Having an officer in schools also troubles LaTasha DeLoach, a mother and former school board member. Children of color already are disproportionately disciplined compared with white Iowa City students, she said.

“Children feel like they’re under surveillance when they have to live under that type of pressure,” said DeLoach. “If this is all about keeping white kids safe, then we’re doing a really great job. This is the way to go. If this is about keeping all our kids safe and feeling like school is a refuge, ... then we’re going backward.”

There are systematic issues, added Iowa City parent Sara Barron, that come with school resource programs.

“It’s a mistake to frame this issue as a referendum about whether or not some police officers are good people,” she said. “l have worked closely with many officers throughout Johnson County, I know they want to do great work and many of them are concerned about youth in our community. The issue isn’t whether or not an individual officer is a good person. The question is, as a system, how do we invest our resources and what outcomes are we trying to achieve for our students?”

A report from the American Civil Liberties Union published last month found many U.S. schools are investing in police officers at the expense of mental health professionals, and that students of color are more likely than their white peers to be arrested at school.

In Iowa, the report found, black girls are more than eight times more likely than white girls to be arrested at school, one of the highest rates in the nation.

“Schools are different these days,” said Iowa American Civil Liberties Union Communications Director Veronica Lorson Fowler. “Something years ago that would have been disciplined at school, now there are school resource officers and security guards where something that might have been dealt with internally is turned over.”

‘Personality is a key piece’ for the job


Despite concerns in neighboring districts, the Cedar Rapids district and Cedar Rapids Police Department continue to have a strong relationship and mutual support for their program. They evenly split costs for school resource officers, Chief Jerman said.

On the district’s part, especially as arrests at Washington High School have doubled this school year over last, staff are cognizant some families have had negative past experiences with police and school staff alike, Associate Superintendent Noreen Bush said.
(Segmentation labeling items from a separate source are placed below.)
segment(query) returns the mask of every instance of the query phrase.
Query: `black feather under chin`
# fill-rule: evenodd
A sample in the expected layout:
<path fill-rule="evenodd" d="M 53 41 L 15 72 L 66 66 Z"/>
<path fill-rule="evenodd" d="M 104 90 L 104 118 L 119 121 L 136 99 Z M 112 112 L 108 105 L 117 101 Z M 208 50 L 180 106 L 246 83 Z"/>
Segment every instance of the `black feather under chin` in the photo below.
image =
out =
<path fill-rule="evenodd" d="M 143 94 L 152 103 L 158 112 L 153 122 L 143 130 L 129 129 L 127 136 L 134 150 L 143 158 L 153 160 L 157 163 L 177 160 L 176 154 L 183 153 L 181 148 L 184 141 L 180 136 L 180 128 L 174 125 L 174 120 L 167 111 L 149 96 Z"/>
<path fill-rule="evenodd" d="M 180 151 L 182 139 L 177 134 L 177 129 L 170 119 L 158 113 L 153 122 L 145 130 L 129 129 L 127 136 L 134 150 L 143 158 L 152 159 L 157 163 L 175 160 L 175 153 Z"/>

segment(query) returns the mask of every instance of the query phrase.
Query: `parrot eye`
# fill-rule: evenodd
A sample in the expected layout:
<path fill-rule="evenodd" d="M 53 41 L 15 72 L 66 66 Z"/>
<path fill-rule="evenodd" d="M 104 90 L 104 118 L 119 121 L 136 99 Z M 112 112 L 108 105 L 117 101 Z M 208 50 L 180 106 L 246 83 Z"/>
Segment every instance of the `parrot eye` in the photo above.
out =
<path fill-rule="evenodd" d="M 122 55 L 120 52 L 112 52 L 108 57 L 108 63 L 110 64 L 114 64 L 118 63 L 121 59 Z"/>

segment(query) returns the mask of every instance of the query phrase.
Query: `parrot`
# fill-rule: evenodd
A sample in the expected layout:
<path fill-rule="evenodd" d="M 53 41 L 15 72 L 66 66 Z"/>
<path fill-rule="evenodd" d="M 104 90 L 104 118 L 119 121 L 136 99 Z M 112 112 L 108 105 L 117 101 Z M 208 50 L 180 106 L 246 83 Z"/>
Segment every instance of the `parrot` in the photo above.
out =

“We have to help create a different narrative for those experiences, which takes a lot of intentionality, a lot of proactive conversations and a lot of support,” Bush said. “ … We have to try and say, I know that’s what you’ve experienced, but we’re going to try and create a different narrative for your child.”

Not every police officer has the makings of being a school resource officer, Jerman said. All of his officers in schools are veteran officers who go through an application process to be placed.

“I think all of our SROs are tremendous SROs,” he said, “as well as great cops to boot.”


Jamie Cummins, a guidance counselor who works closely with Tran to address student issues, said the officers she has worked with at Jefferson have added value to the school’s community.

“Personality is a key piece of that SRO role, and maybe there are some officers who wouldn’t be as effective as Officer Tran is,” she said. “But to watch him interact with kids, no one could ever second-guess his intentions or that his approach isn’t with the students’ best interest in mind.”

For Tran, who became Jefferson’s officer two years ago after more than a decade with the department, every day is relationship building.

“It’s the interactions. It’s me,” Tran said, after escorting a late student to class one afternoon. “Simple things like that, sitting down with them at lunch, having that open-door policy.”

Students come to him with personal issues and he’ll trade stories. One student, Tran said, said she decided to get sober after he told her about a family member’s struggle with drug addiction.

“I’ve had these conversations with parents who are concerned: I’m not here looking to get your kids in trouble,” he said. “My role is to keep them out of trouble, I’m here to help support them. It’s a very unique role and it’s been so rewarding — I hope that they see it that way, too.”